Putting large amounts of XML data into a database
I was given an quite an interesting project to work on and I've got a deadline of 2 weeks for it... Anyways I need to convert the whole intranet of a large telecom company (about 20000 employees) from an old XML based system (actually it uses a really weird hierarchial database and we can dump XML out of it, so I have to work on the XML dump) to a oracle database in order to use a new content management system that has been developed.
It's an XML file that defines the whole directory hierarchy and all articles, images, cross-references, authors etc. etc. This XML file is about 2.1GB, so there's a huge amount of stuff in it. Pictures and other binary data was previously just saved on the harddrive in files, but that's something I have to import to the oracle too.
Now my problem is. I've never worked with XML before, but noone here cares. This needs to be done in Java and I was looking at the APIs and noticed that there are two different APIs to work with i.e. XML DOM and SAX. Which one do you recommend that I should use?

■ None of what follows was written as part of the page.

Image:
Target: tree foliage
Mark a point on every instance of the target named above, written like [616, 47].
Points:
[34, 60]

The straight-forward implementation I thought about was to do multiple passes on the XML file i.e. first create the directory structure, then import images etc. that doesn't have any dependencies and finally start adding articles, news, updates etc. Can SAX handle this or do I have to build the recursive node traverals myself? Not that that would be a problem, it just takes more time and that's exactly what I haven't. Well I'm just a summer working student from uni, so they can dump these things on me...

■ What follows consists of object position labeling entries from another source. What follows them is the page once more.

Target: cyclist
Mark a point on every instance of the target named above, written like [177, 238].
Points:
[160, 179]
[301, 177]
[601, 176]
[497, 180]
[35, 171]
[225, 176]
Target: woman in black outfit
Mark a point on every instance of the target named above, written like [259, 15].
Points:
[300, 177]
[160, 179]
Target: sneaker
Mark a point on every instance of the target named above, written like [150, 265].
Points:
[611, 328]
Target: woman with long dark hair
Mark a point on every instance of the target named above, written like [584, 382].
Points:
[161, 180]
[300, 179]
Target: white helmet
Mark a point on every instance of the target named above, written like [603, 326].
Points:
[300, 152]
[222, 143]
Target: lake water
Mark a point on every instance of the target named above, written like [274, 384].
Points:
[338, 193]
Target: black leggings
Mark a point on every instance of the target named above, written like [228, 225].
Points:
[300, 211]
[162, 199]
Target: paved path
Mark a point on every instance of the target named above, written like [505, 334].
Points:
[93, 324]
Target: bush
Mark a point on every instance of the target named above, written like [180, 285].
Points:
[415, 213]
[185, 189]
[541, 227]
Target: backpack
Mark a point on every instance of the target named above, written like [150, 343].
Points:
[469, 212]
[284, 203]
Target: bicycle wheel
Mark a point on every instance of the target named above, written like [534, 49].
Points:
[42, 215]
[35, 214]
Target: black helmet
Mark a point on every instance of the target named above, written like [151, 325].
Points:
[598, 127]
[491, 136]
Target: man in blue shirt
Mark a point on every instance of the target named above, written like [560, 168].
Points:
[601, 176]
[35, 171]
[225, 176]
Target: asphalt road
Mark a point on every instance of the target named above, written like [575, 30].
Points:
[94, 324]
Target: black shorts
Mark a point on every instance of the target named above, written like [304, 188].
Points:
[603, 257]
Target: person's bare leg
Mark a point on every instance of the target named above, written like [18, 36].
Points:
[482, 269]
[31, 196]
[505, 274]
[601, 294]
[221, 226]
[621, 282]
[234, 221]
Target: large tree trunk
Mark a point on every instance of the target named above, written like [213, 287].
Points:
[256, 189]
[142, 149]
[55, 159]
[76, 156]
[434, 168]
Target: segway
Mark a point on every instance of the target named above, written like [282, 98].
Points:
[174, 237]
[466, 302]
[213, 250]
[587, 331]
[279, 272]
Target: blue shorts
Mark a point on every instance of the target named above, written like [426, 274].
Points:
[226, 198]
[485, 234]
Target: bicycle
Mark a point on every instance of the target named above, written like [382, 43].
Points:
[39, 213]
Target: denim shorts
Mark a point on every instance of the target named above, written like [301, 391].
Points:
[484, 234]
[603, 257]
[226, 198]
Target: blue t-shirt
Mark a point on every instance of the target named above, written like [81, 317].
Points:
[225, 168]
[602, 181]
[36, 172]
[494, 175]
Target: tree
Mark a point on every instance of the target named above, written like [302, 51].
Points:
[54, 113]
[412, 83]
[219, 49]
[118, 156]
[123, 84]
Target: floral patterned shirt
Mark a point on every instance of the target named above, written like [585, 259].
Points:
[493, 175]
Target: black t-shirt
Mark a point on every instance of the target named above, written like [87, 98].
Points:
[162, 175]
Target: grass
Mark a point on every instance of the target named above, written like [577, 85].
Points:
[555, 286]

Anyone done anything similar? Hints? Things to watch out for? Another coder here told me that someting similar had been done (on a much smaller site) by doing XSLT stylesheets that converted the XML into SQL inserts. Anyways then I would need to learn XSLT too and I don't think converting a 2.1GB XML file into a probably equally big SQL script would be a clean solution
July 17th, 2002, 10:09 AM
I think you will have no choice but to use SAX.
A DOM parser will attempt to load the entire 2GB document into memory, the system would just crap out.
I would just register call backs with a SAX parsre and run your sql queries from the callbacks once you have a full 'record'.
You are fourtunate that you can get an XML dump of everything, normally I have variable length binary data structures to deal with lol.